Читаем Все, что могли полностью

Память высветила будто полоску алой зари на тусклом небосводе — Зою, Зоеньку, госпитальную сестричку, березку стройную в белом крахмальном халатике. Письма от нее в кармане гимнастерки носит. Греют они. В атаку на немца треклятого, чтоб конец ему пришел поскорей, чтоб встретиться в конце-то концов с Зоенькой, и ринется сейчас лейтенант Горошкин. Крепко угнездилась Зоенька в сердце после Галки, хуторской дивчины, первой любви его, распятой немцами, разорванной танками.

Ильину тоже казалось, слишком малый срок отвел он для подготовки к атаке. Но и семь минут тянулись как вечность, как расстояние между жизнью и смертью.
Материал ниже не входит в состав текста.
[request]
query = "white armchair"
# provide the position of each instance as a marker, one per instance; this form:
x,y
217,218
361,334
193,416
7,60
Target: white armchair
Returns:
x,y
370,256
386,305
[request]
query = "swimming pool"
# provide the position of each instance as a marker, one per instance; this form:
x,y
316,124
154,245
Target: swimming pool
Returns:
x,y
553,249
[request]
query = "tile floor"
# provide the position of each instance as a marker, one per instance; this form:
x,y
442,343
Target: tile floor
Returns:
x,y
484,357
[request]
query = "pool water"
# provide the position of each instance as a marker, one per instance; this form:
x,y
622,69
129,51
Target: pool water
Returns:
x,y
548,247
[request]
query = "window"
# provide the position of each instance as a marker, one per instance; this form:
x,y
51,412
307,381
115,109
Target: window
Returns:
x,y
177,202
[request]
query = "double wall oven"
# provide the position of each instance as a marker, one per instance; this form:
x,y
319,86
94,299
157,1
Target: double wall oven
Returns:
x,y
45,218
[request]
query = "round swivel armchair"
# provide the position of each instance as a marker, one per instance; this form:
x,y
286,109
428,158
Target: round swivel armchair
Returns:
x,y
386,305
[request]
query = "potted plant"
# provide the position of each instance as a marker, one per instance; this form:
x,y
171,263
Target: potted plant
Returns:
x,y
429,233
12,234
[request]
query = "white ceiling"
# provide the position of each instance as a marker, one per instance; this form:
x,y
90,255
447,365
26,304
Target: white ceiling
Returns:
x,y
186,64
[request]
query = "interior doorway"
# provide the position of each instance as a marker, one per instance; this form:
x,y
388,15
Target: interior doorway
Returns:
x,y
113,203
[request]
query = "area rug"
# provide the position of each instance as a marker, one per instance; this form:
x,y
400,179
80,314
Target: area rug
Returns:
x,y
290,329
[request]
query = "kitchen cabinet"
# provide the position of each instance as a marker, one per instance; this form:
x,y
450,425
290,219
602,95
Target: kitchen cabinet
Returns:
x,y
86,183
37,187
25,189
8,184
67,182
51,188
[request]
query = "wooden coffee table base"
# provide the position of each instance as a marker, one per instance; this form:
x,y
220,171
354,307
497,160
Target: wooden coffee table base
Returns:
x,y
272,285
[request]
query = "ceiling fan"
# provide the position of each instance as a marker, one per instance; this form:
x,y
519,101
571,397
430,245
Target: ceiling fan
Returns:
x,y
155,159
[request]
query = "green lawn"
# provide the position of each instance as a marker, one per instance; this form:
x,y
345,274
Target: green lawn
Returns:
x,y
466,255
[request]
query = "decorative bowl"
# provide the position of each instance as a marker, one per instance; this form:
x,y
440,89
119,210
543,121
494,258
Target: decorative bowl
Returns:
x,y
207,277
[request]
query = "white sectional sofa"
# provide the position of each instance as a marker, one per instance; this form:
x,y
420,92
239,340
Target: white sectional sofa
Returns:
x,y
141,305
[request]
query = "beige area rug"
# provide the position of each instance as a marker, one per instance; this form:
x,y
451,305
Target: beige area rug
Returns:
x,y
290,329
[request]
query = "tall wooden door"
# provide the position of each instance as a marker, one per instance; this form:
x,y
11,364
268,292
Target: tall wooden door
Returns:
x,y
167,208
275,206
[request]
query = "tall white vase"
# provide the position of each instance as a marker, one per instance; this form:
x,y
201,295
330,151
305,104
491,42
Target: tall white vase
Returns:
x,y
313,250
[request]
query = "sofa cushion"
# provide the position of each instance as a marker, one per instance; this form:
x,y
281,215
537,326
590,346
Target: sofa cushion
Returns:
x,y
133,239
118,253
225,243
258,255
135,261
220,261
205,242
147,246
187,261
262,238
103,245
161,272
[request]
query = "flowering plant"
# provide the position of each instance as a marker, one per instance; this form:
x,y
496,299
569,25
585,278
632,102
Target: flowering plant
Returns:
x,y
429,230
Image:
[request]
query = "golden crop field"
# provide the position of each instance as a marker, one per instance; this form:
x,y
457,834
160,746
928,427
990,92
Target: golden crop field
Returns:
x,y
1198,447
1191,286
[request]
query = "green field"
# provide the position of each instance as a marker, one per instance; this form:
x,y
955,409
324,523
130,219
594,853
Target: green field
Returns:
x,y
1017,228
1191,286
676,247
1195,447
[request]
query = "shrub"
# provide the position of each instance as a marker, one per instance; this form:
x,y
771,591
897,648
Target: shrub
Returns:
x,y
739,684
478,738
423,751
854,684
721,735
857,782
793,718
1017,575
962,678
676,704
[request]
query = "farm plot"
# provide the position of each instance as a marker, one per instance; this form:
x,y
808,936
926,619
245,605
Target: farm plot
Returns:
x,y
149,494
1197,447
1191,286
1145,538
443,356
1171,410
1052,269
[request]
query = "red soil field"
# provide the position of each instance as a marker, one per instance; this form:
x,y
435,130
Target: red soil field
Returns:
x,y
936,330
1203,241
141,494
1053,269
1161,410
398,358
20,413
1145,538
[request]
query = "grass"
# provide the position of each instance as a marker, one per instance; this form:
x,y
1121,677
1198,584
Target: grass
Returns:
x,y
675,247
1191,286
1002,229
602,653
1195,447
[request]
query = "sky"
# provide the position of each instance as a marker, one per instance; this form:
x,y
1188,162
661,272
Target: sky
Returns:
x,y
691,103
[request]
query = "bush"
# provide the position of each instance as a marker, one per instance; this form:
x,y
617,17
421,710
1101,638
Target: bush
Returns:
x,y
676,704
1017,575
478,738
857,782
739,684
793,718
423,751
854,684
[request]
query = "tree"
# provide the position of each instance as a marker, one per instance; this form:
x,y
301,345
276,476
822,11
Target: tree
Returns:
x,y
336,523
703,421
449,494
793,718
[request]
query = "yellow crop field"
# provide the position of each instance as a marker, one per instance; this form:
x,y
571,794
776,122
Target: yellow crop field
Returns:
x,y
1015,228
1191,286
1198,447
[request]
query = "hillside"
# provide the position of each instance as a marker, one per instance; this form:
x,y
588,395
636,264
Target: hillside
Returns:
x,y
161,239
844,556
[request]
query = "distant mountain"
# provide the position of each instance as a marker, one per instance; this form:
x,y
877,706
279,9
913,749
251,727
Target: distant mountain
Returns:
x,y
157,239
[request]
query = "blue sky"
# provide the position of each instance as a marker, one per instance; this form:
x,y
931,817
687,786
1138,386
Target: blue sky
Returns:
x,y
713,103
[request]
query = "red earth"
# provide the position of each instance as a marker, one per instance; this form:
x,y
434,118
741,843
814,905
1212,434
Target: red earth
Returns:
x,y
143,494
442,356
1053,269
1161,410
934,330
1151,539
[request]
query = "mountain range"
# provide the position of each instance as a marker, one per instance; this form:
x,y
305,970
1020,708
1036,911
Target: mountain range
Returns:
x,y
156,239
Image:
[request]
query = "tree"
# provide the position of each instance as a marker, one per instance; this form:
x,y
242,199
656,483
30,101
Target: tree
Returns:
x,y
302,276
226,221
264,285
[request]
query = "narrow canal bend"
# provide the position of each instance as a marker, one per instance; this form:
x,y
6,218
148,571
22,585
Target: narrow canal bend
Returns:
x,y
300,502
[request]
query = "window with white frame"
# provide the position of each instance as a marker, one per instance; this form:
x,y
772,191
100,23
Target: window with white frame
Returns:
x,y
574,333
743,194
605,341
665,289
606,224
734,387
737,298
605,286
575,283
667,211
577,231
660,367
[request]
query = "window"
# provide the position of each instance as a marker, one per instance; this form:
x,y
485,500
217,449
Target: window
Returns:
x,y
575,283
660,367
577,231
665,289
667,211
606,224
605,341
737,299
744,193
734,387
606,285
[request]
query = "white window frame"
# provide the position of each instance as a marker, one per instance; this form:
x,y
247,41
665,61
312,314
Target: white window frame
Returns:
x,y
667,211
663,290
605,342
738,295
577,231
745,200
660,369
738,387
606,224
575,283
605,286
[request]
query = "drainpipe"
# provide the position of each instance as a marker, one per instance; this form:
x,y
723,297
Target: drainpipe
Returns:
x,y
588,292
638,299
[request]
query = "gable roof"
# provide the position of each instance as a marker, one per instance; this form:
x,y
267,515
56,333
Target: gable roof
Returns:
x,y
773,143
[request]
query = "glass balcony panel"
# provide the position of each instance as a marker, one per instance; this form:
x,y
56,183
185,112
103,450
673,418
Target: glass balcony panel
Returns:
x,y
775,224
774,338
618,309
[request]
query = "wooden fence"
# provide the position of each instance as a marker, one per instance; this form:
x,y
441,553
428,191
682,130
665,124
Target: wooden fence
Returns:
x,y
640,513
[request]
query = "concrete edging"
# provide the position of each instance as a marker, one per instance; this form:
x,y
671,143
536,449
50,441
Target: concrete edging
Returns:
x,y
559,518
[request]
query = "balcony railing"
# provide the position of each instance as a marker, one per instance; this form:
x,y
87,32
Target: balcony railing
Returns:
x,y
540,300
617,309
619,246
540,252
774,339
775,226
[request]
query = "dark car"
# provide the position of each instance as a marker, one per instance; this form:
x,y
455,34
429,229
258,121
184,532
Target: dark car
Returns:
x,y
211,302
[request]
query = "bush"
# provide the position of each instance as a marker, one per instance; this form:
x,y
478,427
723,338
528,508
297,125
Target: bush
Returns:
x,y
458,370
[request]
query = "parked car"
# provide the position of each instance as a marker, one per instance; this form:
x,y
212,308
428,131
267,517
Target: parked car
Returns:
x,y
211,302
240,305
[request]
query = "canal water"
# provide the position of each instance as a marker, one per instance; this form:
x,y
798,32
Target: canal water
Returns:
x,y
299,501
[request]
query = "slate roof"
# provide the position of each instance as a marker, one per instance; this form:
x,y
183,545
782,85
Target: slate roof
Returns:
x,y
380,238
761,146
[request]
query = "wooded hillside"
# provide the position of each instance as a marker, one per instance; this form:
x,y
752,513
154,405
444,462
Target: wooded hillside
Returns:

С гулким протяжным вздохом лопнул первый снаряд. Прошелестела воздушная волна. Сразу же зачастили разрывы по переднему краю немецкой обороны, слились в сплошной рев. Огненные сполохи метались будто молнии. Рвануло в овраге, раскидало заграждения. Чуть отодвинулись вглубь разрывы, поднялся батальон. В рассеянном свете наступающего утра Ильин заметил бегущего впереди Горошкина. Плащ-накидка развевалась за его спиной. Ничего не осталось от нахохленной птицы, какой он выглядел при встрече. В атаке Ильин еще раз видел своего разведчика. Он лежал на возвышении за пулеметом, сосредоточенно слал очередь за очередью. Возле него приткнулся Янцен, стреляя из автомата. Когда Ильин залег после очередной перебежки, разведчики рванулись дальше.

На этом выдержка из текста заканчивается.